The authors here provide a radical examination of the relationship between the Nazi Party and those it sought to seduce and control. There are some historians who argue that the Gestapo regime was a reign of terror that forced German citizens and others to collaborate with the Nazi rulers. Other historians argue that the German people were programmed for genocide by centuries of anti-Semitism. The authors here believe neither view is correct. They argue that to understand how the Holocaust could have happened the reader and historian need to step back into the heart of daily life in the Third Reich. This book draws on contemporary research and declassified documents to show life for the average citizen, and uncovers examples of protest as well as eager complicity. It examines how many really knew about the extermination camps and ask how ideologically driven was the Holocaust? The text illustrates life in Germany and its conquered territories under the Nazi regime, and gives an explanation of how mass murder could be accepted by a supposedly civilized nation.

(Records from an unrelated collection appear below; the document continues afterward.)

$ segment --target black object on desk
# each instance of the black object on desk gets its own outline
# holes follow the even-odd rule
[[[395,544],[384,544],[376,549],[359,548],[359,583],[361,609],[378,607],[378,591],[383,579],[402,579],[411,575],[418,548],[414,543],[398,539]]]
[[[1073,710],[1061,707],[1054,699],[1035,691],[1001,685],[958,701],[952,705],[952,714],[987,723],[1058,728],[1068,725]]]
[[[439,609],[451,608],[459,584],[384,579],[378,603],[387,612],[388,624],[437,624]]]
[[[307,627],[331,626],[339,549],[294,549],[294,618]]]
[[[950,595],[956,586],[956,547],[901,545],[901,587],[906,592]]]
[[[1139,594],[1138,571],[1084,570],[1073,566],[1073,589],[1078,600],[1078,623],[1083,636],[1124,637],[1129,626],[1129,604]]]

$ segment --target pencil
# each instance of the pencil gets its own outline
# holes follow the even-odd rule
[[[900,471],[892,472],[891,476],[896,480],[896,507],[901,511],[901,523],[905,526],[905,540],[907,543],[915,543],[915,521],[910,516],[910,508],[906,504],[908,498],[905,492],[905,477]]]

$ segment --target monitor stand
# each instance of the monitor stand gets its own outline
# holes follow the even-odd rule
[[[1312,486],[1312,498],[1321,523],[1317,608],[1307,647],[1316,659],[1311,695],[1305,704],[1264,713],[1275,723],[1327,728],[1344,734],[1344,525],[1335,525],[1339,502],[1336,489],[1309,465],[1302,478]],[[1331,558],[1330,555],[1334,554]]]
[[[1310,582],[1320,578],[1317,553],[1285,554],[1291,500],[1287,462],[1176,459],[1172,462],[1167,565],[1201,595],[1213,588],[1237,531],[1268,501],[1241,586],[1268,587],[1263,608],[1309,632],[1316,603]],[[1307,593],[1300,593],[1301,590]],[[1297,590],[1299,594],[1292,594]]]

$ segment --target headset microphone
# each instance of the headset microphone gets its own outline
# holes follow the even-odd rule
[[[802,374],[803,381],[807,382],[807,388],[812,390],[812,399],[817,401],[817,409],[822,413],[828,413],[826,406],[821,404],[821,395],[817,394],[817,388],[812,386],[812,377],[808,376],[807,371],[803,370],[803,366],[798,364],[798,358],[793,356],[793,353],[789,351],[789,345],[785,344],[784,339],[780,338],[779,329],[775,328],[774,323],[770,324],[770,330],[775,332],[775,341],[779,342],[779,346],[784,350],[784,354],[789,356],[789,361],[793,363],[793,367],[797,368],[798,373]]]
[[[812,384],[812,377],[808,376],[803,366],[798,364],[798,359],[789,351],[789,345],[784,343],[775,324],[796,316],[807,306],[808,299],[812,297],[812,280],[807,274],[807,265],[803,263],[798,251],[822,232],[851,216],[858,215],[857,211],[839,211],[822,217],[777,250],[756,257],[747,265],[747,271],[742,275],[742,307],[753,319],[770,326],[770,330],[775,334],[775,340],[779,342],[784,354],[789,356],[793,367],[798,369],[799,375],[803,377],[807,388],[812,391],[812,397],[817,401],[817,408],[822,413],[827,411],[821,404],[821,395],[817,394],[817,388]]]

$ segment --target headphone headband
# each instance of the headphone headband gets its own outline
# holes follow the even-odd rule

Adam LeBor is a British author and journalist. He has written seven critically-acclaimed non-fiction works including the best-selling 'Hitler's Secret Bankers', an investigation into Swiss complicity with the Third Reich, which was shortlisted for the Orwell Prize, and 'City of Oranges', the story of six Arab and Jewish families in Jaffa, which was shortlisted for the Jewish Quarterly Wingate Literary Prize.
His most recent non-fiction work, 'The Believers', an investigation into the Madoff fraud, focusing on the psychology and sociology of the $65 billion scam, is published by Weidenfeld and Nicholson. His first novel, 'The Budapest Protocol', a conspiracy thriller inspired by wartime US intelligence documents about the Nazis' secret post-war plans, was published this year to great reviews. Foreign rights to his books have been sold in fourteen countries including America, Japan, France, Spain, Israel, Poland, Hungary and Indonesia.
He writes for The Times of London, the Sunday Times and Monocle magazine and reviews books for The Sunday Times, the Economist, the New York Times and the Jewish Chronicle. He has appeared at the Edinburgh and Bath literary festivals, Jewish Book Week and the Montreal literary festival.